Il regista: monsignor Massimo Manservigi durante le riprese del docufilm su Antonio Gaudí
«Al Cinema Santo Spirito di Ferrara, presenterò la versione inedita del mio film su don Santo Perin, il giovane parroco di Bando di Argenta, martire della Resistenza, morto eroicamente il 25 aprile del 1945…», spiega emozionato monsignor Massimo Manservigi stasera presente alla proiezione. Lo fa con timbro sottile e delicato, alla Fellini. E infatti tra una parabola e l’altra, una confessione ai suoi fedeli e un’omelia dal pulpito in qualità di vicario generale dell’Arcidiocesi di Ferrara, con lui si parla tanto anche di cinema. Passione giovanile del ragazzo nato nel borgo ferrarese di Vigarano Mainarda che, prima di lui, ha dato i natali al suo «grande amico», il tre volte Premio Oscar Carlo Rambaldi: l’effettista di Alien e King Kong, ma soprattutto il papà del pupazzo extraterrestre di Steven Spielberg, E.T. Passione dicevamo per l’universo di celluloide, diventata poi una seconda vocazione, fin dagli anni ’80. «Da piccolissimo con mio zio andavo al cinema a vedere tutti i western del mondo, poi mentre studiavo Teologia a Roma ho conosciuto e seguito i corsi alla Gregoriana di padre Virgilio Fantuzzi, critico cinematografico della “Civiltà Cattolica” che mi fece comprendere la bellezza, il valore storico e umano che da sempre possiede il cinema». Di storici e critici cinematografici nella Chiesa ce ne sono stati e ce ne sono ancora parecchi, ma di “registi-sacerdoti” da noi se ne contano appena sulle dita di una mano. Tre sono infatti quelli italiani: il presbitero paolino Emilio Cordero che nel 1950 girò il film Mater Dei, don Riccardo Cendamo autore di un cortometraggio in Messico e poi don Manservigi che a 64 anni è considerato un regista di lungo corso. Un carriera parallela e vissuta con estrema fede come quella pastorale, iniziata grazie all’incontro con un regista consacrato, Pupi Avati (fresco di David di Donatello alla carriera).

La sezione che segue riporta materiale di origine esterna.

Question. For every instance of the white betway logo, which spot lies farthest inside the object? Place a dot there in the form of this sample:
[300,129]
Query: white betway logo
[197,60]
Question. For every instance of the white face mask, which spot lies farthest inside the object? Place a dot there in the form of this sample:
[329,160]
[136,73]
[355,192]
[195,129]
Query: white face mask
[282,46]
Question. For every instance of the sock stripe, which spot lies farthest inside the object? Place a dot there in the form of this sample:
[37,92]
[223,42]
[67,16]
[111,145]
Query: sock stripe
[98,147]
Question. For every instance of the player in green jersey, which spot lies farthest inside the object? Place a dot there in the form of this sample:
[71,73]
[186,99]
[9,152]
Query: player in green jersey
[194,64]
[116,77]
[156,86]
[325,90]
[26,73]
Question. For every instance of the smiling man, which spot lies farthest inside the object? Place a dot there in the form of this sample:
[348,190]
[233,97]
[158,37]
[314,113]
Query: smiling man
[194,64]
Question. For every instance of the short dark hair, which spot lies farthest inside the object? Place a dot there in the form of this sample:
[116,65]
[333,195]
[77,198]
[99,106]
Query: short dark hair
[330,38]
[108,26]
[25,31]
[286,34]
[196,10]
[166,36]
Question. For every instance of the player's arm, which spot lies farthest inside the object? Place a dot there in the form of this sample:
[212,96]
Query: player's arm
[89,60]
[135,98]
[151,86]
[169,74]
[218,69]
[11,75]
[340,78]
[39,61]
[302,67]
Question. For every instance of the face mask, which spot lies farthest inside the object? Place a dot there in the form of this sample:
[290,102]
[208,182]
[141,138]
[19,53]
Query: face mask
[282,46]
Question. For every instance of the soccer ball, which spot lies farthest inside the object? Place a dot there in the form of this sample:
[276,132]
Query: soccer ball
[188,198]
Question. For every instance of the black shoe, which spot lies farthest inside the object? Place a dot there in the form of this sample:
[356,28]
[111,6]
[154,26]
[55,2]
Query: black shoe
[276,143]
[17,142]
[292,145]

Gli inizi con Pupi Avati e il debutto con il lungometraggio "Baldassarre"
«Nel 1996 avevo realizzato il mio primo lungometraggio Baldassarre, e nel ‘97 Pupi Avati, grazie all’amicizia con il direttore della fotografia Cesare Bastelli, mi invitò alla lavorazione del film Il testimone dello sposo con Diego Abatantuono e Inès Sastre. Poi sono andato a Roma a lavorare a Tv2000 dove ho realizzato molti documentari e cortometraggi sotto la supervisione di Avati». Una strada quella per Roma, la via che porta al cinema, che prima di don Massimo, partendo da Ferrara, avevano percorso i “maestri” Florestano Vancini e Michelangelo Antonioni. «Nella serie di Tv2000 Un vescovo una città con Cesare Bastelli avevamo fatto incontrare Florestano Vancini con l’allora arcivescovo di Ferrara- Comacchio monsignor Carlo Caffarra per un’intervista che prendeva le mosse da La lunga notte del ’43, uno dei suoi tanti lavori di denuncia sociale realizzati con un taglio realistico estremamente originale. Il cinema di Michelangelo Antonioni l’ho amato e studiato a fondo. Nel 2007 a Ferrara ne ho anche celebrato il funerale. Il suo cortometraggio Il Mosè di Michelangelo, dove Antonioni ormai cieco fissa il suo sguardo e sembra quasi dialogare con la scultura, lo abbiamo presentato con la moglie Enrica Fico al Festival del cinema di Trento di cui ero presidente e poi a Gerusalemme ». L’arte, come quella michelangiolesca, entra spesso nella cinematografia di don Massimo Manservigi che sta ultimando un docubiopic pensato per il Giubileo della Speranza. «Si intitola Come il primo giorno ed è incentrato sul pittore friulano Giorgio Celiberti, un uomo e un artista di 95 anni che mi sta regalando emozioni forti e delle autentiche lezioni sul senso della vita». Cercando le 7 chiavi è invece il titolo del suo film, quasi profetico, sulla spiritualità dell’architetto Antonio Gaudí, premiato in Vaticano nel 2012 come miglior documentario al Festival Internazionale del Cinema Cattolico.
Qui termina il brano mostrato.